Catarsis en espacios de egregor: una travesía emocional

Hay lugares donde el alma se desnuda sin pedir permiso. Donde el cuerpo, aún quieto, vibra con la memoria de otros cuerpos. Donde el tiempo se curva y la emoción se vuelve río. En esos espacios, fui pez. Nadé en aguas invisibles, guiado por corrientes de alegría, belleza, dolor y ternura.

En la Plaza del Castillo de Pamplona, fui espuma. Me disolví en el júbilo de San Fermín, en el grito compartido, en la danza de mil corazones latiendo al unísono. La catarsis fue risa, vértigo, pertenencia.

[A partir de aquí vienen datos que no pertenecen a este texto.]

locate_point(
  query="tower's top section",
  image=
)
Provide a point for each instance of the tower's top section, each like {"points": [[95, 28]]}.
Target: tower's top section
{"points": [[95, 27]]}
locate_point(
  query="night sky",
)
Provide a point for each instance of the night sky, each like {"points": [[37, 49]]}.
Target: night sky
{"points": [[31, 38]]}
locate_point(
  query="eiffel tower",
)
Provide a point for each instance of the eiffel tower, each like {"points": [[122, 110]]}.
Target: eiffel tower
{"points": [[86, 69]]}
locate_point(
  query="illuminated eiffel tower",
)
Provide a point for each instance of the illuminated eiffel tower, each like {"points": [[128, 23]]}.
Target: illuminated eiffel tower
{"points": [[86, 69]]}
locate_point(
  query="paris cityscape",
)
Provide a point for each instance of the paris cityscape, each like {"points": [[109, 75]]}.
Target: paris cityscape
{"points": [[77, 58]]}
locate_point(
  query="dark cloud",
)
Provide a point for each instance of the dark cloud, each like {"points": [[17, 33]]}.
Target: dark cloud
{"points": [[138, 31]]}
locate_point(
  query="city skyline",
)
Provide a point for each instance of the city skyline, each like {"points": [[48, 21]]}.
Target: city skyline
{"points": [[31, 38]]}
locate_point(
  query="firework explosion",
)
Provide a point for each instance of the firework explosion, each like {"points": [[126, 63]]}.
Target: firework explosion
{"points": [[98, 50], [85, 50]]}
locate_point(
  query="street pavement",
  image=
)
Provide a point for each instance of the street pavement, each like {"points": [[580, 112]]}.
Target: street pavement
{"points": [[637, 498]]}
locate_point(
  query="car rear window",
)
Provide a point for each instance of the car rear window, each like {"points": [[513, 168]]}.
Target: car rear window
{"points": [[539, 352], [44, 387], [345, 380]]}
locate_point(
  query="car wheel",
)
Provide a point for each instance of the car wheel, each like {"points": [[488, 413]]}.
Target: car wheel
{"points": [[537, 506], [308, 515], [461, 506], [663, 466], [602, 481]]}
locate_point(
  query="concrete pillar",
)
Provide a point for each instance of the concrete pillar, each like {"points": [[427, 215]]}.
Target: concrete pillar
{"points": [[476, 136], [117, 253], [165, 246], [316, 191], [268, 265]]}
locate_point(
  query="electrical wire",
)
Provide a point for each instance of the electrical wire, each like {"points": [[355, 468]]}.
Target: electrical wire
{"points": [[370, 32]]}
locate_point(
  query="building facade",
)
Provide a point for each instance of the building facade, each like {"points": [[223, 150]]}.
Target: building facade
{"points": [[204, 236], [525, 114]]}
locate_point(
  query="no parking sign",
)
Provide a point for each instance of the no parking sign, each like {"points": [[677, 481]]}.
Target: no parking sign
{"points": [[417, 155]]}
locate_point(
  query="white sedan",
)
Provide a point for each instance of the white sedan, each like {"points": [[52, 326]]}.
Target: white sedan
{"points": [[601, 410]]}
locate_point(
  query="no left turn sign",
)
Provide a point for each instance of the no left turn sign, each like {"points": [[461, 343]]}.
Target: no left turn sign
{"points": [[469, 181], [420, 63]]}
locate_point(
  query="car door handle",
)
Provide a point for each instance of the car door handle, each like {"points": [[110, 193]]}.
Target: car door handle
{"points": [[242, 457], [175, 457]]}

Desde el Balcón de San Nicolás, en Granada, contemplé el amanecer frente a la Alhambra. Allí fui brisa. Sereno, suspendido, lloré sin tristeza. El egregor era silencio dorado, y mi catarsis, gratitud.

En la Piazza del Duomo de Florencia, fui mirada. Embriagado por la belleza, me dejé llevar por la geometría del asombro. La piedra hablaba, el arte respiraba, y yo me rendí a la perfección.

Jerusalén me atravesó como un relámpago. En el Muro de las Lamentaciones, en la Vía Dolorosa, en el Monte de los Olivos, fui eco. Sentí el peso de siglos, el dolor de todos, la luz de lo sagrado. El egregor era historia viva, y mi catarsis, reverencia.

En Petra y en la playa de San Antonio en Ibiza, fui horizonte. Las puestas de sol me envolvieron en melancolía y esperanza. Cada ocaso era una promesa, cada luz que se apagaba, una semilla de renacimiento.

Y en la Santa Capilla del Pilar, fui hijo. Frente a la Virgen, lloré con ternura. El egregor era amor maternal, y mi catarsis, entrega.

En todos esos lugares, sentí que no era solo yo. Que mi emoción era parte de una corriente mayor. Que fuimos peces, nadando en el mismo mar invisible, tocados por la misma luz.